Florida State has reached an agreement to play their season opener on Labor day weekend in 2014 against Oklahoma State at Cowboys Stadium in Arlington, Texas as part of the Cowboy Classic.
Oklahoma State, who's mascot is the Cowboys, will play host to FSU in the annual game. Per a press release from ESPN:
"The 2014 Cowboys Classic, marking the last contest of the current agreement, has also been determined and will pit Florida State against Oklahoma State in prime time on Saturday, Aug. 30. It will be the fifth time the two teams have faced each other and the first since the 1985 Gator Bowl, a 34-23 Florida State victory."
The Cowboy Classic also reached an agreement to extend the game through 2024 at Cowboys Stadium.
This season Florida State was heavily criticized for having a weak out of conference schedule that included two FCS opponents and a USF team that later fired its coach. That wasn't entirely the Seminoles' doing, they had a game with West Virginia scheduled until the Mountaineers' decision to switch conference created a scheduling conflict that left FSU with just 11 opponents months before the start of the 2012 season.

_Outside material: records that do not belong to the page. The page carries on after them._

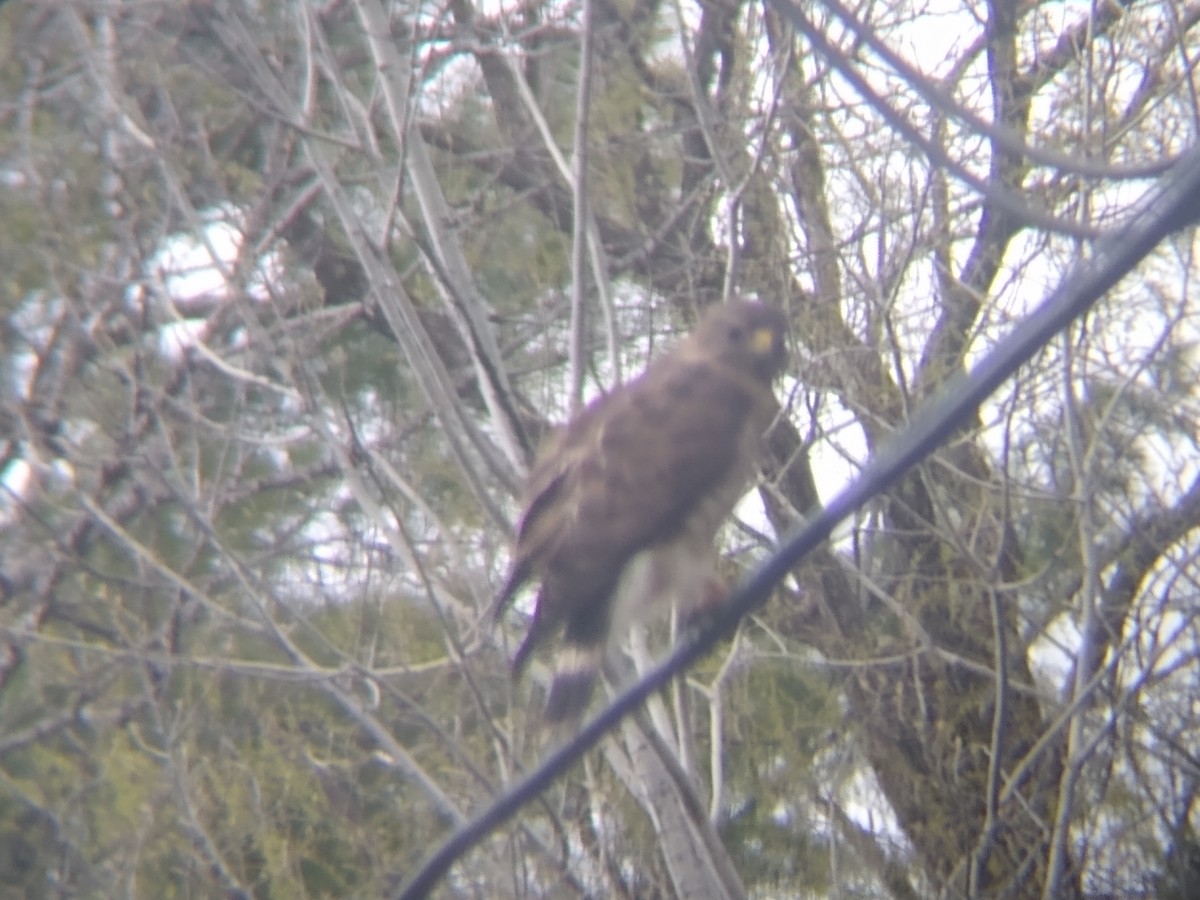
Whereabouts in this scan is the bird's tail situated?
[546,641,604,722]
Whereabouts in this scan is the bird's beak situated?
[750,328,775,358]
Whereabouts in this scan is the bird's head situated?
[695,300,787,382]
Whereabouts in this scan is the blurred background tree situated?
[0,0,1200,898]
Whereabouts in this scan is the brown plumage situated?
[493,301,786,720]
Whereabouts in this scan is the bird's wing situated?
[528,359,755,602]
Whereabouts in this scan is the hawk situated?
[492,301,786,721]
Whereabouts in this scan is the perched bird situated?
[492,301,786,721]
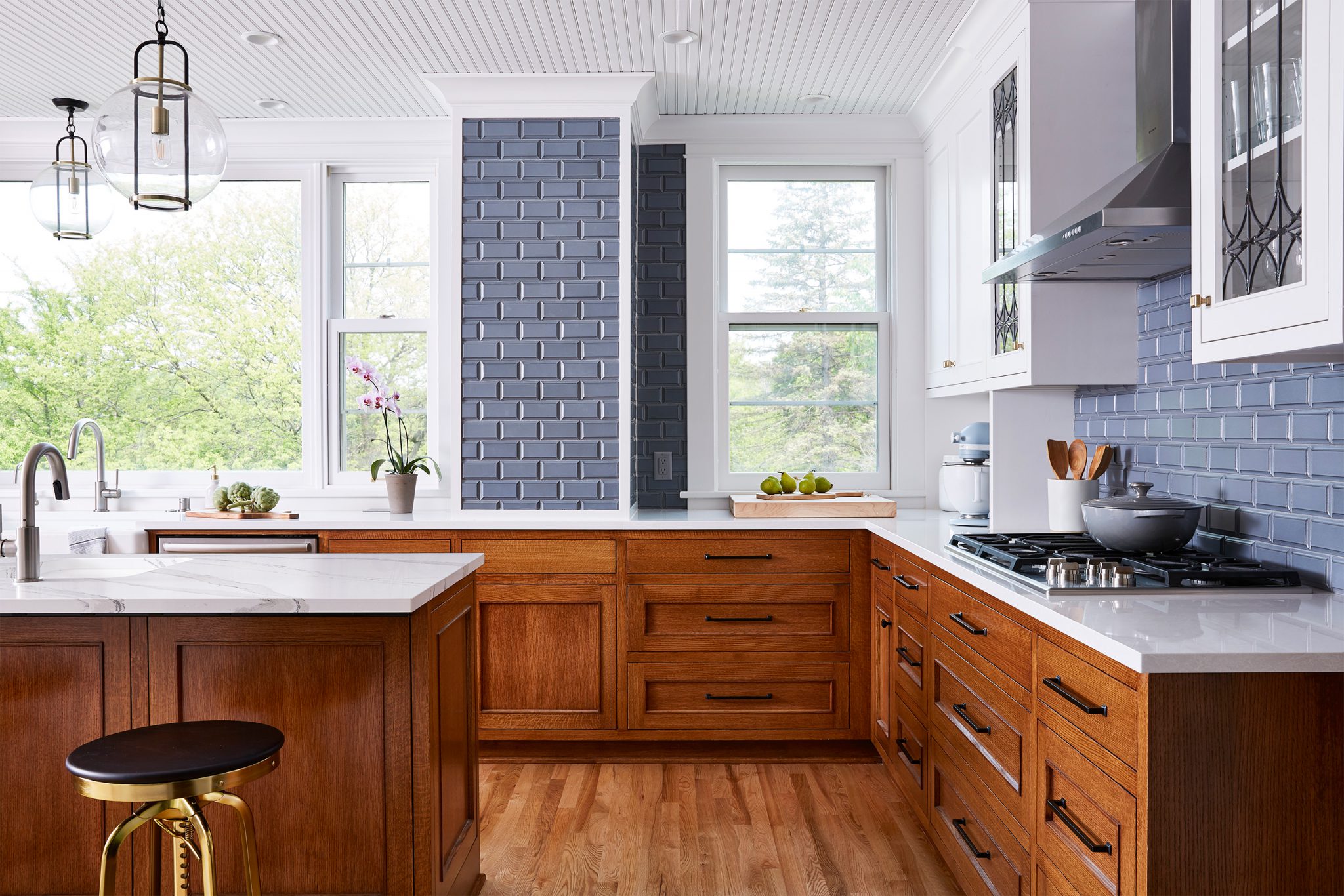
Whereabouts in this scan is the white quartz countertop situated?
[0,554,484,624]
[0,510,1344,672]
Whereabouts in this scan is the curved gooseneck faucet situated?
[66,417,121,512]
[18,442,70,582]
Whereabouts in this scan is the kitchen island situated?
[0,554,482,893]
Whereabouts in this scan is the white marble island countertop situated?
[0,554,484,615]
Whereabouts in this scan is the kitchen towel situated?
[70,529,108,554]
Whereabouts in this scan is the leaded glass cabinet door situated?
[1191,0,1341,361]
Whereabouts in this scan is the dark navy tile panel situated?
[463,118,623,509]
[1075,274,1344,591]
[631,144,687,508]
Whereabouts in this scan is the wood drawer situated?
[1035,722,1134,896]
[929,636,1031,838]
[629,662,849,731]
[626,584,849,650]
[463,539,616,575]
[891,609,929,712]
[890,551,933,617]
[930,578,1031,688]
[625,537,849,573]
[1036,638,1139,768]
[891,697,929,813]
[929,736,1031,896]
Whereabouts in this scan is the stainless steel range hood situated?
[984,0,1191,283]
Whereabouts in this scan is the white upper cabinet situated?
[1191,0,1344,364]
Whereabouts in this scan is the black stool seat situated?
[66,720,285,784]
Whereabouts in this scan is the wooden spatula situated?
[1068,439,1087,479]
[1045,439,1068,479]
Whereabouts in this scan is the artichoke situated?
[251,485,280,513]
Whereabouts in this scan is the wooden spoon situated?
[1045,439,1068,479]
[1087,445,1116,479]
[1068,439,1087,479]
[1086,445,1110,479]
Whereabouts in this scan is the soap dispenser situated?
[205,464,219,510]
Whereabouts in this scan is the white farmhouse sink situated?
[33,554,191,582]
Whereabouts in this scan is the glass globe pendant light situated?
[28,98,116,239]
[93,1,228,211]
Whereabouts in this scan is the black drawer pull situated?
[704,554,774,560]
[952,818,990,859]
[1040,676,1106,716]
[948,610,989,636]
[704,615,774,622]
[1045,796,1112,856]
[952,703,989,735]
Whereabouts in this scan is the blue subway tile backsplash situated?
[631,144,687,508]
[1074,274,1344,590]
[463,118,623,509]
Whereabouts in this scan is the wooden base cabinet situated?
[873,564,1344,896]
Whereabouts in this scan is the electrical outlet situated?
[653,451,672,479]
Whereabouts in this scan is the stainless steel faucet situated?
[66,417,121,512]
[16,442,70,582]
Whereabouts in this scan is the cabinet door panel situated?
[146,617,413,893]
[0,617,132,893]
[476,584,616,729]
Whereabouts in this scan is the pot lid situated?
[1083,482,1204,510]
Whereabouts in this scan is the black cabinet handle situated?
[1045,796,1112,856]
[952,818,989,859]
[952,703,989,735]
[1040,676,1106,716]
[704,615,774,622]
[704,554,774,560]
[948,610,989,636]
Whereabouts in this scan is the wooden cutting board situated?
[728,495,896,519]
[187,510,299,520]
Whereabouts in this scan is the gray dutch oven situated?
[1083,482,1204,554]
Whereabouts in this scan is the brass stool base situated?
[75,752,280,896]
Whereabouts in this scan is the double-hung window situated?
[717,165,891,491]
[327,172,438,482]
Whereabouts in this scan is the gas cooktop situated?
[945,532,1312,599]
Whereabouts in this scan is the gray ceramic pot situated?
[1083,482,1204,554]
[383,473,419,513]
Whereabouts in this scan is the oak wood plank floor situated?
[481,763,959,896]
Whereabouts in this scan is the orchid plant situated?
[345,356,444,479]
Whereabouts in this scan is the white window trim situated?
[715,163,895,492]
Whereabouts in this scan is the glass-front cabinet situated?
[1191,0,1344,363]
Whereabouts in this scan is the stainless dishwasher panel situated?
[159,535,317,554]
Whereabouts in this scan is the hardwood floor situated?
[481,763,959,896]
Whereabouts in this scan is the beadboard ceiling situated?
[0,0,975,118]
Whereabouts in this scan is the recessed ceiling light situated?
[659,31,700,46]
[240,31,285,47]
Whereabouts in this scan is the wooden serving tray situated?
[187,510,299,520]
[728,492,896,519]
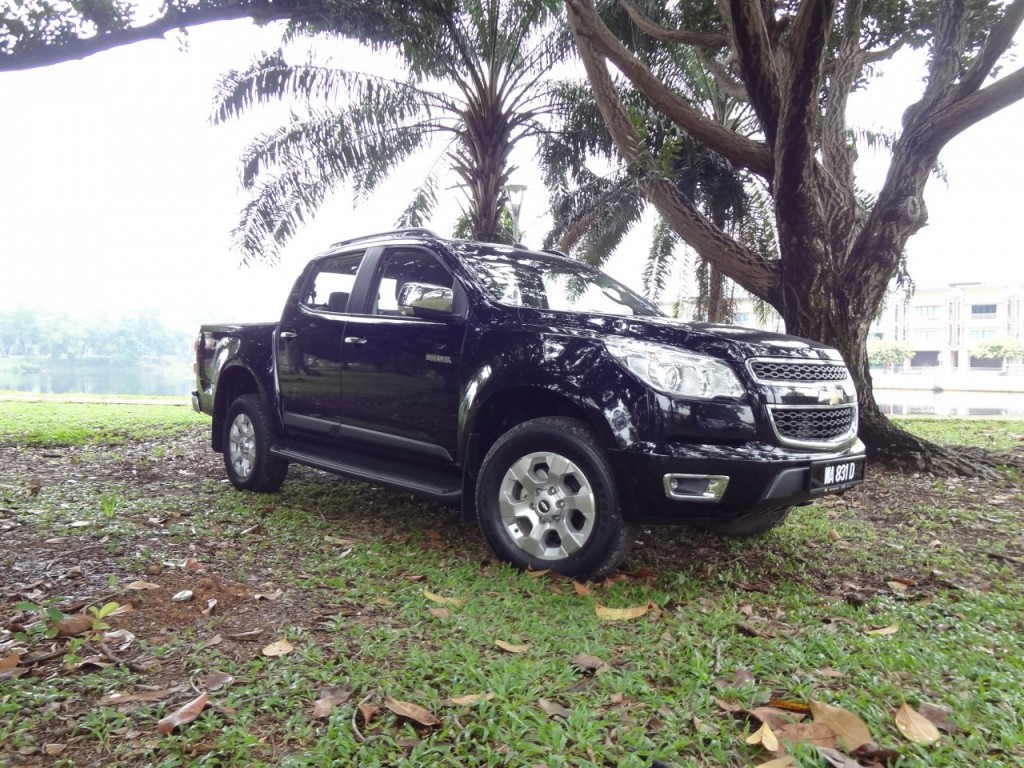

Regardless of how they got there though, FSU's weak out of conference schedule coupled with the dead weight of the ACC sunk the Seminoles in the computer rankings and effectively eliminated them from contention after their first loss, even as other one and even two-loss teams passed them by.
Going forward you can tell the Seminoles don't want that trend to continue.
Of course, Seminoles fans will think back to FSU's Labor Day series with Miami from a few years past and be reminded of several games where the team could have used an opponent or two to cut its teeth on before getting into a scrape with a rival or a ranked team.
Oklahoma State in the first week of the season is a tall order for any team.
That being said, good teams come out of the gates swinging (like Alabama did against Michigan in this year's Cowboy Classic). If the Seminoles want to continue to build and try and climb to the top of the college football mountain, these are the kinds of nationally televised out-of-conference games they will need to win.